Long term effects were examined as well. Exposure of carbophenothion has a negative effect on reproductivity, at least in rats. When a dose of carbophenothion of 1–2 mg/kg/day was given to three following generations, this resulted in increased stillbirths and decreased rat pups’ survival. Furthermore, a study on 10-14 adult hens who were given a daily dose of carbophenothion for 24 days showed signs of cholinergic influence, e.g. ataxia, salivation and diarrhoea, loss of body weight and hampered egg production.

==Toxicity==
Carbophenothion can be absorbed into the body by inhalation of its aerosol, through the skin and by ingestion. Exposure via ingestion is highly toxic, but absorption through the skin is nearly as toxic. Acute toxicity happens as most effects occur soon after uptake in the body. Carbophenothion affects the nervous system by inhibiting cholinesterase. There are no signs of chronic or carcinogenic effects.

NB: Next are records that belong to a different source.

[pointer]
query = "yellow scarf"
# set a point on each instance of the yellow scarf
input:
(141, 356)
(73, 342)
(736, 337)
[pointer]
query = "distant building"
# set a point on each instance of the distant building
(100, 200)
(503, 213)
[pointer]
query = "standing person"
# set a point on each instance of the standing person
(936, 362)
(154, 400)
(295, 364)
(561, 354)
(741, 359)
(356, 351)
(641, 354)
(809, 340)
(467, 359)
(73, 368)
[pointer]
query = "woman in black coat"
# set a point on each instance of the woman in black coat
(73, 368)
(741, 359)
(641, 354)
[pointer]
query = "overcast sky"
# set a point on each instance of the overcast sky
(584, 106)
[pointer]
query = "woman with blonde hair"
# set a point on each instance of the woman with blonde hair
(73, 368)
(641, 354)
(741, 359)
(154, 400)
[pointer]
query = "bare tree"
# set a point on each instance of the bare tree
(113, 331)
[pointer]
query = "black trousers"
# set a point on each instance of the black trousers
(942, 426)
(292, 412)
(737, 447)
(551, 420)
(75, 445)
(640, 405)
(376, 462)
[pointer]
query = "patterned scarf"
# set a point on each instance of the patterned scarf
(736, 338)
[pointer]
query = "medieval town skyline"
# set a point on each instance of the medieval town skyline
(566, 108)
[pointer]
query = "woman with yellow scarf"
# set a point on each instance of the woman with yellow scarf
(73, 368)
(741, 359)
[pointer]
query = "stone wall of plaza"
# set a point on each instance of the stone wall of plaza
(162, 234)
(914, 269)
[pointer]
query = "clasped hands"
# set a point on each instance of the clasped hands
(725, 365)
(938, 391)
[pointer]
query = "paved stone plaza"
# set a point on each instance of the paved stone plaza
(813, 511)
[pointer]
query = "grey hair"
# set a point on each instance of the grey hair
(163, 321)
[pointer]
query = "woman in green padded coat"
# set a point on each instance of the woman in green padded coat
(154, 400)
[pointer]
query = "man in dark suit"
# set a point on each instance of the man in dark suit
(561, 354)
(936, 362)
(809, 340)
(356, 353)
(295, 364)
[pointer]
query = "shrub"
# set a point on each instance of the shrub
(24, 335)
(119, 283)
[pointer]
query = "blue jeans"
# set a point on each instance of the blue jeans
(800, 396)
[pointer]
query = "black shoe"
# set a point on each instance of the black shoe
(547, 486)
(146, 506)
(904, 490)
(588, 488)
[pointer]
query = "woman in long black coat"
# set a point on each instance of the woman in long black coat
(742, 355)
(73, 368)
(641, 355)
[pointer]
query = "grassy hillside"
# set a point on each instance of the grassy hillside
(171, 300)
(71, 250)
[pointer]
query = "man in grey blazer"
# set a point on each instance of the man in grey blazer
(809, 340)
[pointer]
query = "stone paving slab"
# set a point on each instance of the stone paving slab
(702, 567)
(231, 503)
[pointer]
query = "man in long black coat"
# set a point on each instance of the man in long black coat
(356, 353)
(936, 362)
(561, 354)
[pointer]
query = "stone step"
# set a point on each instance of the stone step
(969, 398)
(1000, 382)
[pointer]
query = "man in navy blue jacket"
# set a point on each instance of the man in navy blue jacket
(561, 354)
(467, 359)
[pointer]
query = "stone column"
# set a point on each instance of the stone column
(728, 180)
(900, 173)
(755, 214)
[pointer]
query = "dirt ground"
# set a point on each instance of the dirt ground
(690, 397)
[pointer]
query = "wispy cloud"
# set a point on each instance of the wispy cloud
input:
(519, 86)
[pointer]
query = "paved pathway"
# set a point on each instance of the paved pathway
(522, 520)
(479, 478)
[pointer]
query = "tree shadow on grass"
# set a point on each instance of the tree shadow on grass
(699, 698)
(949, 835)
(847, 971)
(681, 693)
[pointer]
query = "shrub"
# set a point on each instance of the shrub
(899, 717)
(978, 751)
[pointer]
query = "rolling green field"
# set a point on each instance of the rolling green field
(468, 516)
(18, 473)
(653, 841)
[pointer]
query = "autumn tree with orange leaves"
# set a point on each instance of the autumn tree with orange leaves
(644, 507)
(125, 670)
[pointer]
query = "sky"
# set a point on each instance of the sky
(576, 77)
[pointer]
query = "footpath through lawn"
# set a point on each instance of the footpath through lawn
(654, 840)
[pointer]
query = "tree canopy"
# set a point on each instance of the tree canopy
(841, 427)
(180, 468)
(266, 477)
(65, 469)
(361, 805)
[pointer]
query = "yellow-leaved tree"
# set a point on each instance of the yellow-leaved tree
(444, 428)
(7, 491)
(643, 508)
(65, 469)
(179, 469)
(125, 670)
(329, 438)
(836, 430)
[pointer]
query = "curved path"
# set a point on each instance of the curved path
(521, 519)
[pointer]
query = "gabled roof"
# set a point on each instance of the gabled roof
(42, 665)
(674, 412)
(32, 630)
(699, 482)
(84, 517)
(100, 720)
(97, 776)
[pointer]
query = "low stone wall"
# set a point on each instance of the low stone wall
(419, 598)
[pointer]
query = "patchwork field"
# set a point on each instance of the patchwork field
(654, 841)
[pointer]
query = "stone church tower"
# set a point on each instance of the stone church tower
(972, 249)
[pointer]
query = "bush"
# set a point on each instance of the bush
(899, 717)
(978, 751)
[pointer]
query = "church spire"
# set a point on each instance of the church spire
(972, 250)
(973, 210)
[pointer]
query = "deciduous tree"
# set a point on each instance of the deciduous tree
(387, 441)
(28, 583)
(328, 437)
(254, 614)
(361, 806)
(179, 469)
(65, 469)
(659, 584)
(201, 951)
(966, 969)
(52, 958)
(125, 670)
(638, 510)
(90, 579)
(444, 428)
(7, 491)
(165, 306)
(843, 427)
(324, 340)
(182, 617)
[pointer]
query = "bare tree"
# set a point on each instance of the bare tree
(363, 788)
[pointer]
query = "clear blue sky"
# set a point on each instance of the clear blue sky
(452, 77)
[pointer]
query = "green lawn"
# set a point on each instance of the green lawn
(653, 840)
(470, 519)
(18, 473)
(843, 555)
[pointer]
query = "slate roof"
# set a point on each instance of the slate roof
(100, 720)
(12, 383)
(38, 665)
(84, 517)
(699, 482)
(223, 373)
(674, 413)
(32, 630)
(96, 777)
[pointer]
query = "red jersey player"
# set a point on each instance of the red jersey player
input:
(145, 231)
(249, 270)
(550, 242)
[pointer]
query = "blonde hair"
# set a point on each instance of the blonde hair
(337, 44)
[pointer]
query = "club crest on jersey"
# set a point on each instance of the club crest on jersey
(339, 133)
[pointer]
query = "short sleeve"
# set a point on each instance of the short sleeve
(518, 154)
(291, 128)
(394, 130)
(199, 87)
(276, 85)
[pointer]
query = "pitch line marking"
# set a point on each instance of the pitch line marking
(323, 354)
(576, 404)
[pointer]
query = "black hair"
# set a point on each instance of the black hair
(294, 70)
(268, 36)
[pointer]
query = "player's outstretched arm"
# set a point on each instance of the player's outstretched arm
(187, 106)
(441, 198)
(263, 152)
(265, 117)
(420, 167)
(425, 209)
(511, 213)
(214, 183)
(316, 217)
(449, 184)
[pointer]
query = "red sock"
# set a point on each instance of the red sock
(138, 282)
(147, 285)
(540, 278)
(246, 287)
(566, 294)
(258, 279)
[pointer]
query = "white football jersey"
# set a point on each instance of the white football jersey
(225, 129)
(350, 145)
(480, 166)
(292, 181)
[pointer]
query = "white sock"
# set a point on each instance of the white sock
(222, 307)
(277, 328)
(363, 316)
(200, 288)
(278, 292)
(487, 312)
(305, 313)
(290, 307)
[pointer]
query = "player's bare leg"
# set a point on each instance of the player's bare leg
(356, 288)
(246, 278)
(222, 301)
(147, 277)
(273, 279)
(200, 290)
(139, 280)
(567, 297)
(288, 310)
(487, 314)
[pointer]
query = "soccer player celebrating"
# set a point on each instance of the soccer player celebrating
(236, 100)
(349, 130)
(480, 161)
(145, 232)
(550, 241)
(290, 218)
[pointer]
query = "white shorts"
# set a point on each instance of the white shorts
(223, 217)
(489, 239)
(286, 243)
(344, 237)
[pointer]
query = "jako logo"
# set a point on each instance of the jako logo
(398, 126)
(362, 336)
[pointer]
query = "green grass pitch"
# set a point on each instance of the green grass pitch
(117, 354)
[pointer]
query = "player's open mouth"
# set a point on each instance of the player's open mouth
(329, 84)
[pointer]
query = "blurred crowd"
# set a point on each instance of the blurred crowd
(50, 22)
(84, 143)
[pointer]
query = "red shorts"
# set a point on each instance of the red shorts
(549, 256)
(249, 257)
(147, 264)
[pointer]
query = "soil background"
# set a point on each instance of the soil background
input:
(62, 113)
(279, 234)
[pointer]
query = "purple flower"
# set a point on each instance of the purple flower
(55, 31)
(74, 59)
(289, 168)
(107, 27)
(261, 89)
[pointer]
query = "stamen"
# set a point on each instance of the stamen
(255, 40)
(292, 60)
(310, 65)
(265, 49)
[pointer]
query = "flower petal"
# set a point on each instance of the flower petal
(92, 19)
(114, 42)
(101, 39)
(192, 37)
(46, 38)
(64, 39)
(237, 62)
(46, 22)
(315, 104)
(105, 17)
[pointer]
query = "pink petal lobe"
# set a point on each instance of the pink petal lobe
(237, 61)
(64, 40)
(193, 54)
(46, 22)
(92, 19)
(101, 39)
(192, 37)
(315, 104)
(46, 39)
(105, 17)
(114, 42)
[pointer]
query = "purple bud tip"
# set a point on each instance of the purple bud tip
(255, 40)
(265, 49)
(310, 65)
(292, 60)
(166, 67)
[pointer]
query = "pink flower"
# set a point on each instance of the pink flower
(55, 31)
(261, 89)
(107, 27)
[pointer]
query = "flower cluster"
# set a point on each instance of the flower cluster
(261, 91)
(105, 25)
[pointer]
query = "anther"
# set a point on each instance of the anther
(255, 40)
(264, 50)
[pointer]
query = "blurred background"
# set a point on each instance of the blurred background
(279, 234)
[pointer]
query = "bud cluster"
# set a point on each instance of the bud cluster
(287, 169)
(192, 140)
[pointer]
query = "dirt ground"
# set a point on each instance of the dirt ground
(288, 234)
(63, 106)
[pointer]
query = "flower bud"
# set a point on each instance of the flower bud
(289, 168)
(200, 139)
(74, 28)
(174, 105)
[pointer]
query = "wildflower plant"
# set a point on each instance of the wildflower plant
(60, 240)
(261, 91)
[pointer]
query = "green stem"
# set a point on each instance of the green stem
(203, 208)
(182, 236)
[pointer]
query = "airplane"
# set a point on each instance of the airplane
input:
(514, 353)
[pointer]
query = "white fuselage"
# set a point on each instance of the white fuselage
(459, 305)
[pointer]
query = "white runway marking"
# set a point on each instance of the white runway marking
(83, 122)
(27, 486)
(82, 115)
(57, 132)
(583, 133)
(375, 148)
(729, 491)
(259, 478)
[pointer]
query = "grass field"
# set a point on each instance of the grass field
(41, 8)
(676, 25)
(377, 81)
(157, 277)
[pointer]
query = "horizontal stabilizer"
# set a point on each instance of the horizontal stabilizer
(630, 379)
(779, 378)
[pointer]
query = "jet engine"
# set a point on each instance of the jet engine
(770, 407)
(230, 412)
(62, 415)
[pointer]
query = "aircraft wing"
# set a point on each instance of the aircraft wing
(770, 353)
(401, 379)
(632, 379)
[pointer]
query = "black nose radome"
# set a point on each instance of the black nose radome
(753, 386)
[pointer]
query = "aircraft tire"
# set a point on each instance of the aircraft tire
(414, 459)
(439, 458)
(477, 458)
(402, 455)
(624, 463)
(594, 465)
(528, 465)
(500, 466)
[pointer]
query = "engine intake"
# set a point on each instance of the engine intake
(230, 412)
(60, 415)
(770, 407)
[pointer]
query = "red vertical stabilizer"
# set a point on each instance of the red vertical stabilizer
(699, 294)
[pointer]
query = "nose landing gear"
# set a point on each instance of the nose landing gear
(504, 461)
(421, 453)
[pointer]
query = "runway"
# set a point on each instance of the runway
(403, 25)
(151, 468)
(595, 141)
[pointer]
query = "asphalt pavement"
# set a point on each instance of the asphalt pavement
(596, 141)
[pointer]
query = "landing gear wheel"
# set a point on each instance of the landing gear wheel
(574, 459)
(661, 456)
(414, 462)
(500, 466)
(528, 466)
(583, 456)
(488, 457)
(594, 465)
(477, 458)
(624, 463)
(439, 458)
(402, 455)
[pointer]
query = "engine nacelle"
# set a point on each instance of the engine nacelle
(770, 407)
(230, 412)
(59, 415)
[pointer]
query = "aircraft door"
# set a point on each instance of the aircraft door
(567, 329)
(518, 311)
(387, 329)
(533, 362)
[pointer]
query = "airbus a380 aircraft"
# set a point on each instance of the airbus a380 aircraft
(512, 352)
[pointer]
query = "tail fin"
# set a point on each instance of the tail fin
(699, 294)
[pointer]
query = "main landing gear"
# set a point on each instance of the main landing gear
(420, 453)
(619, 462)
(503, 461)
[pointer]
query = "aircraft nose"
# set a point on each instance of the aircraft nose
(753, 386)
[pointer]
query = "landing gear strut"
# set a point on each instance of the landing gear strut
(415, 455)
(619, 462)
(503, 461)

The EPA has classified carbophenothion as Category I - highly toxic. The toxicity in man has not yet been studied very well. There has been one study where five people were administered carbophenothion 0.8 mg/kg/day for 30 days. There were no effects reported on plasma or red blood cell cholinesterase activity. These results were insufficient to determine the ADI. Later on, these results were even questioned because of an experiment with dogs which proved that a dose of 0.125 mg/kg/day already had effects. The estimate of temporary ADI for man is now set at 0 - 0.005 mg/kg. This is based on the NOAEL of rats of 5 ppm in the diet equivalent to 0.25 mg/kg/day. The estimated fatal oral dose is 0.6 g for a 150 lb. (70 kg) person. The LD_{50} for humans is unknown.